Year in Review: Business Data Services in peril following Wheeler’s departure

FierceTelecom is wrapping up an eventful 2016 by taking a hard look at five of the most important trends and developments that emerged in the market this year. Today’s installment analyzes the upheaval in the special access market.

The news: FCC Chairman Tom Wheeler recently announced that he will step down in January after Donald Trump takes office as president, a move that will likely be a death knell to his business data services (BDS) reform efforts.

Jefferies said in research note that BDS and other controversial reforms like "unlocking" set-top boxes will likely be abandoned under a Trump administration. “We expect regulation of BDS (formerly special access), and set top boxes (STB) to be altered (i.e. watered down), or more likely eliminated,” said Jefferies in a research note.

BDS covers a set of wholesale services that traditional telcos and, increasingly, cable operators sell to competitive providers to address off-net locations for their services. Wheeler’s goal was to ensure larger operators didn’t impose onerous prices on smaller operators, and not surprisingly his proposal received mixed reactions from traditional telcos and competitive providers.

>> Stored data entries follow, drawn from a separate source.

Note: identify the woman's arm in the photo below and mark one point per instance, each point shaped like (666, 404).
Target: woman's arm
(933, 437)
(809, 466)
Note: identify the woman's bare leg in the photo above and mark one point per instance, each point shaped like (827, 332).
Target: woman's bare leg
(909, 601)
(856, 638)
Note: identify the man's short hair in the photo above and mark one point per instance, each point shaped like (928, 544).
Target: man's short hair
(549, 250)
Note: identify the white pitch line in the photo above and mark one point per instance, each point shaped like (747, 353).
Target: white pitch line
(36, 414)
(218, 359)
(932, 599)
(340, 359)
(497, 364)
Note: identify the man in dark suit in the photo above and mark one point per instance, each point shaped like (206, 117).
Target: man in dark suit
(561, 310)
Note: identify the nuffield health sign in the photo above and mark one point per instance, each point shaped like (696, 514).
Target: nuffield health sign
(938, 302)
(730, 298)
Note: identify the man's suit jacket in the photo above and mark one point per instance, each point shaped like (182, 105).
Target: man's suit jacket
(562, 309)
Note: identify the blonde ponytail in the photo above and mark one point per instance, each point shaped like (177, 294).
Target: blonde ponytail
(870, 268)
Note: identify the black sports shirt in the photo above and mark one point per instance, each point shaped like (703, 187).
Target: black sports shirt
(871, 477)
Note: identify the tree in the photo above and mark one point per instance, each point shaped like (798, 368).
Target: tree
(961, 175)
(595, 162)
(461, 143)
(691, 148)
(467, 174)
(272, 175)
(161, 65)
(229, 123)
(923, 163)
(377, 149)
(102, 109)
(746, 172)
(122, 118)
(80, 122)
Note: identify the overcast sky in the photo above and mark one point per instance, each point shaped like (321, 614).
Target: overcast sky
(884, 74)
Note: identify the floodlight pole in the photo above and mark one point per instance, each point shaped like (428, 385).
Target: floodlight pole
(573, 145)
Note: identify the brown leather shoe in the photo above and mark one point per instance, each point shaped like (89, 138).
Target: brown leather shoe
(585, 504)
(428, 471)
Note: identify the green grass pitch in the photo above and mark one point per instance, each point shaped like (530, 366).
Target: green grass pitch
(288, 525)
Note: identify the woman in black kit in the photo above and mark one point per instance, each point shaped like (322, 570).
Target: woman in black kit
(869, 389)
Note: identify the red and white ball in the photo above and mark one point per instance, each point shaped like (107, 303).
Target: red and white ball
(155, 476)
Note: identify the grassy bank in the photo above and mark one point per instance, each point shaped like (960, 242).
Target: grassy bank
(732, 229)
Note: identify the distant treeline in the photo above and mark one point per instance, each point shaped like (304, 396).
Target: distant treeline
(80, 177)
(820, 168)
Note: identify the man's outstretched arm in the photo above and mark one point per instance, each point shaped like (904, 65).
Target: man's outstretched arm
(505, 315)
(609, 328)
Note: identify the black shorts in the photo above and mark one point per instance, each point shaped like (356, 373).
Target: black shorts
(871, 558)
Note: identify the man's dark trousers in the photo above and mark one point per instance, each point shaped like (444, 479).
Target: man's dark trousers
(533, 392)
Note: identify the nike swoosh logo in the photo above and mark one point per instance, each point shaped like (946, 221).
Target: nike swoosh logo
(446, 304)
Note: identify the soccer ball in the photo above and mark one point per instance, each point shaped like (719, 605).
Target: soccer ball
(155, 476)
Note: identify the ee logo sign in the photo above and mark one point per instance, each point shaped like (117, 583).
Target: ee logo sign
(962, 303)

Competitive carriers like Level 3 voiced support for Wheeler’s proposals, while traditional telcos like AT&T and CenturyLink as well as large cable operators like Comcast and the new Charter said the reforms would chill investment in new last-mile facilities.

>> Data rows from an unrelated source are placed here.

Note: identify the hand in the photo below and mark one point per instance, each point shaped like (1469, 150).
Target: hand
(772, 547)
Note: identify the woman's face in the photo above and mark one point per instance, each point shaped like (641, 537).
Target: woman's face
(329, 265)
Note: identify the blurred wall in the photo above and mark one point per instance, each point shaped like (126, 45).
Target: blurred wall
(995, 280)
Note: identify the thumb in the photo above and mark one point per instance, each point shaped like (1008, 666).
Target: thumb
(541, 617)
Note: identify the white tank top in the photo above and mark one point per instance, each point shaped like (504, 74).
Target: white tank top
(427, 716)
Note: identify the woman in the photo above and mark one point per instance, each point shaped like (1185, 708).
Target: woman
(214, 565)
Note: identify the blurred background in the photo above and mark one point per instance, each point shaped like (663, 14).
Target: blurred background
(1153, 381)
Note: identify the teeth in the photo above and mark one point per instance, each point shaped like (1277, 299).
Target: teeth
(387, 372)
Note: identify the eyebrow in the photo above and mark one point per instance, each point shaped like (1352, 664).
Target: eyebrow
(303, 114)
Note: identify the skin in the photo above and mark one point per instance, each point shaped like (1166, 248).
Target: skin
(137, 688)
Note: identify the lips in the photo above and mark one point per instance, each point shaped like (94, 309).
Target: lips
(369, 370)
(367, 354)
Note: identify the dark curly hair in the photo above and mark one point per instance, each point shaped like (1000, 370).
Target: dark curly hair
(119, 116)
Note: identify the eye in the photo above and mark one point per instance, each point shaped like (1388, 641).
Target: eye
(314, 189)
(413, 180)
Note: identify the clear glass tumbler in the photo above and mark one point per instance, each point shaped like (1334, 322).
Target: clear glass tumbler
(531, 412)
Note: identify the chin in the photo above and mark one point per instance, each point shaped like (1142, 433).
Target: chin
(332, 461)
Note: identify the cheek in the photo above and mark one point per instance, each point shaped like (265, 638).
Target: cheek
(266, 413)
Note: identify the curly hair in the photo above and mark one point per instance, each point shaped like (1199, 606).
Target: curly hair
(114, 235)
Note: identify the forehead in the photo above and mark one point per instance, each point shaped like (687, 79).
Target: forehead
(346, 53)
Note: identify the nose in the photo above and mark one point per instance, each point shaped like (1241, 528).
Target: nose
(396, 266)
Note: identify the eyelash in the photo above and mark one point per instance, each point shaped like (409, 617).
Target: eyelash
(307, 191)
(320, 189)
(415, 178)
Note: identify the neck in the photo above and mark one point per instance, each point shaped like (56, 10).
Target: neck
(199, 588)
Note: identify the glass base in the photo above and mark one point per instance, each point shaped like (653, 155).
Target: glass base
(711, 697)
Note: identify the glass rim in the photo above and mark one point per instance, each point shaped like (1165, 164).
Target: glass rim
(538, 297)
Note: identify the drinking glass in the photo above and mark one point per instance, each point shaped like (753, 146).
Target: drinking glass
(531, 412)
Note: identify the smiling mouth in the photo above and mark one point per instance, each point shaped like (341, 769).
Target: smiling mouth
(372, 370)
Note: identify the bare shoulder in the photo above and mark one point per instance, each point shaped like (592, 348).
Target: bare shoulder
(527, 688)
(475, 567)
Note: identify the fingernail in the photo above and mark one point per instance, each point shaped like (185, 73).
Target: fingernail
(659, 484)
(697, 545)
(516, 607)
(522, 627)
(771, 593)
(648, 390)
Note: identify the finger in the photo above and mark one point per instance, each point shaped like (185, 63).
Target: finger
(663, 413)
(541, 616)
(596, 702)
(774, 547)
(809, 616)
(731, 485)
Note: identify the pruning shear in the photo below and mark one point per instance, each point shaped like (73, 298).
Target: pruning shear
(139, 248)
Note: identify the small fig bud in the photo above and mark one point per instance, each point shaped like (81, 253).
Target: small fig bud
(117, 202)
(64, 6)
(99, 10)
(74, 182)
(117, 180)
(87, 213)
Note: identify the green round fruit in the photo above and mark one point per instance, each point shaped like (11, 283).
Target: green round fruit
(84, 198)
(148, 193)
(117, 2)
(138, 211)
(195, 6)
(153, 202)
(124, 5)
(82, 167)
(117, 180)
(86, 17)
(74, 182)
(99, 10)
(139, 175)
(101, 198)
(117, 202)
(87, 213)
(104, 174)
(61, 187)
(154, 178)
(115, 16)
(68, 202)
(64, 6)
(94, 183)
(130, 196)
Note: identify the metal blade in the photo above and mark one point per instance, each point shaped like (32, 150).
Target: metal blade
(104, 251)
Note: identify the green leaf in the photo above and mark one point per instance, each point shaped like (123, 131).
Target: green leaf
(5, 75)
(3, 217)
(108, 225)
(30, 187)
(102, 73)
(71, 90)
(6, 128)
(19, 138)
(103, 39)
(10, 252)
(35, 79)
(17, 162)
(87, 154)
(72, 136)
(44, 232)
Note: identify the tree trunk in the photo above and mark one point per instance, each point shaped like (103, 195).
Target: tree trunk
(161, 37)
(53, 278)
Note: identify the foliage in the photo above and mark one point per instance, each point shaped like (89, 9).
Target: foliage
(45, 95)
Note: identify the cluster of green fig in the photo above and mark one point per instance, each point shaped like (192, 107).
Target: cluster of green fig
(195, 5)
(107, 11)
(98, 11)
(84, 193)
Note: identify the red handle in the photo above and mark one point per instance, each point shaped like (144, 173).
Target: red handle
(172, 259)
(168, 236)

Now, though, the special access issue appears frozen pending new leadership at the FCC.

Why it matters: Along with set-top box (STB) reform and net neutrality, BDS reform was a key pillar of Wheeler’s “competition, competition, competition” agenda.

With Wheeler and fellow Democratic commissioner Jessica Rosenworcel on their way out, a number of reports have indicated that Trump will work to shift the FCC from a Democrat to a Republican majority. When the FCC returns to a Republican majority, the efforts Wheeler championed will likely be put on the backburner or abandoned altogether.

Reforming BDS though is important for CLECs that provide small and midsized business customers with lower cost access services. Wheeler may have not been able to drive BDS reform through successfully, but he will likely go down as an FCC chairman that was not content to be a doormat to the traditional telcos’ whims on issues like BDS. Being a former leader for the powerful CTIA and earlier the NCTA, many large incumbents likely thought he would just go along with lighter touch regulations.